Kommentar: Unsinnige Corona-Eile im Sinne des Fußballs

Stand: 30.09.2021, 15:52 Uhr

NRW hat eine neue Corona-Schutzverordnung: Volle Stadien, Clubs und Restaurants sind garantiert, ganz ohne Maske. Während an den Schulen Maske, Lüften und Pflichttests der Maßstab bleiben. Meint unser Kommentator.

Von Christoph Ullrich

Natürlich freut mich, dass die Stadien - zumindest auf den Sitzplätzen - wieder voll sind. Ich habe eine Dauerkarte bei einem Fußball-Bundesligaverein und war bei den bisherigen - noch eingeschränkten - Spielen der Saison. Ich fand es wohltuend, wieder dieses Stück vor-pandemischer Freizeitgestaltung zu haben. Jetzt also in fast vollständiger Auslastung.

Schlag für die Hallensportarten

Aber nur beim Fußball: Hallensportarten wie Basketball oder Handball bleiben erst einmal außen vor, und dürfen weiterhin nur die Hälfte der Leute reinlassen.
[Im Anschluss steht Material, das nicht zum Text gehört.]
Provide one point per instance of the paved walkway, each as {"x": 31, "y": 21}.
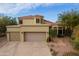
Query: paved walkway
{"x": 25, "y": 49}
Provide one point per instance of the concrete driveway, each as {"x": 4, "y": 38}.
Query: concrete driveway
{"x": 25, "y": 49}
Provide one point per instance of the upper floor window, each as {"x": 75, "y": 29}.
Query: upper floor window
{"x": 37, "y": 20}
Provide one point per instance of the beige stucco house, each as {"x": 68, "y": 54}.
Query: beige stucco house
{"x": 30, "y": 29}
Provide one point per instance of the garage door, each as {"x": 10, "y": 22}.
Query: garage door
{"x": 34, "y": 37}
{"x": 14, "y": 36}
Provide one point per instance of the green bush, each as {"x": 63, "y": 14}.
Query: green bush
{"x": 52, "y": 32}
{"x": 71, "y": 54}
{"x": 76, "y": 43}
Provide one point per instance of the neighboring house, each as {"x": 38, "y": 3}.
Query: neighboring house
{"x": 30, "y": 29}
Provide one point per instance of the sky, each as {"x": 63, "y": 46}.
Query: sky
{"x": 50, "y": 11}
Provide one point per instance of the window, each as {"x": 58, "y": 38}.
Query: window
{"x": 37, "y": 20}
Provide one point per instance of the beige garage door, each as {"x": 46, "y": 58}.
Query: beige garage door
{"x": 34, "y": 37}
{"x": 14, "y": 36}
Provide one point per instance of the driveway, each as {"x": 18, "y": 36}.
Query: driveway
{"x": 25, "y": 49}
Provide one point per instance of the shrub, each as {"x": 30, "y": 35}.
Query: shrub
{"x": 75, "y": 37}
{"x": 71, "y": 54}
{"x": 52, "y": 32}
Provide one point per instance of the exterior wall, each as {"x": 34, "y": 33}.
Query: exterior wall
{"x": 27, "y": 28}
{"x": 13, "y": 29}
{"x": 28, "y": 21}
{"x": 34, "y": 29}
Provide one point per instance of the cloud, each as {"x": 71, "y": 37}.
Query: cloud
{"x": 13, "y": 9}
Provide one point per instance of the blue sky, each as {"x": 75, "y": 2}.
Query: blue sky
{"x": 48, "y": 10}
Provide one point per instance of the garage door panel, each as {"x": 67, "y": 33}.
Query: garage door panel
{"x": 35, "y": 37}
{"x": 14, "y": 36}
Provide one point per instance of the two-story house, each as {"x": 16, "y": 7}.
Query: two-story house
{"x": 30, "y": 29}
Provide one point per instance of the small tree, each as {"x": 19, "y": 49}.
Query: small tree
{"x": 69, "y": 19}
{"x": 75, "y": 37}
{"x": 52, "y": 34}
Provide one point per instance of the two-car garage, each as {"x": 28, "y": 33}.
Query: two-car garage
{"x": 28, "y": 36}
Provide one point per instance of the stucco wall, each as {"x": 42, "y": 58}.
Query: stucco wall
{"x": 35, "y": 29}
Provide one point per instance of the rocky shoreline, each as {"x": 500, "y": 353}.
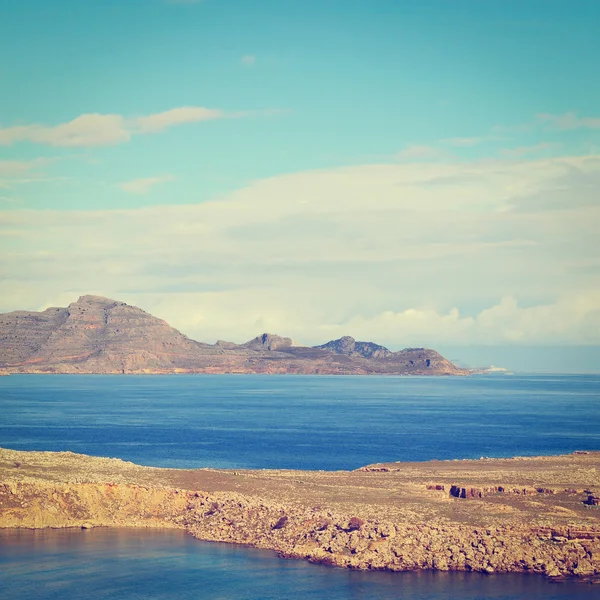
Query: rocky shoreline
{"x": 534, "y": 515}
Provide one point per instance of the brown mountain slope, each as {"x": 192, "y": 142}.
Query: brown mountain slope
{"x": 100, "y": 335}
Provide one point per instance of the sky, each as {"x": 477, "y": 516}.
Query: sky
{"x": 414, "y": 173}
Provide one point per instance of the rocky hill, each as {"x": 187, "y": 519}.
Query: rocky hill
{"x": 527, "y": 515}
{"x": 100, "y": 335}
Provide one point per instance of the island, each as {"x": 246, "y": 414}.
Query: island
{"x": 100, "y": 335}
{"x": 524, "y": 514}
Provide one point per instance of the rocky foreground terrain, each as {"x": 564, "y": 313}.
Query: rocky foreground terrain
{"x": 537, "y": 515}
{"x": 100, "y": 335}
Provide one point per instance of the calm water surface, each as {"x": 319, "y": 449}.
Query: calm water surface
{"x": 272, "y": 422}
{"x": 298, "y": 422}
{"x": 134, "y": 565}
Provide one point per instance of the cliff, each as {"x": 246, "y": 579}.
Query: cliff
{"x": 536, "y": 515}
{"x": 100, "y": 335}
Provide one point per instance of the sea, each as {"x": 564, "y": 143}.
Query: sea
{"x": 256, "y": 421}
Zurück bleiben somit genau die, bei denen es tatsächlich auf jedes verkaufte Ticket ankommt, weil das Fernsehgeld nicht in Fußballdimensionen fließt.

Aber nicht nur deshalb bleibt ein fader Beigeschmack: Während ich bald maskenlos mit über 40.000 Menschen Fußball schaue, mit Freunden im Restaurant über Stunden sitze - auf engstem Raum, ohne Mund-Nasenschutz - und in Clubs jetzt bald sogar mit weniger präzisen Antigenschnelltests trinken und tanzen kann, sitzen die Schülerinnen und Schüler des Landes mit Maske und Testpflicht im Unterricht.

Was in Restaurants und Eishallen geht, geht nicht an Schulen

Auf die Frage, warum die Maskenpflicht an den Schulen, zumindest am Platz, nicht aufgehoben wird - wie in jedem voller besetzten Eishockeystadion seit Wochen üblich - kommt eine lapidare Antwort: Übernächste Woche seien eh Herbstferien. Da brauche man keine schnelle Lösung und warte lieber noch etwas ab, heißt es sinngemäß aus dem Schulministerium.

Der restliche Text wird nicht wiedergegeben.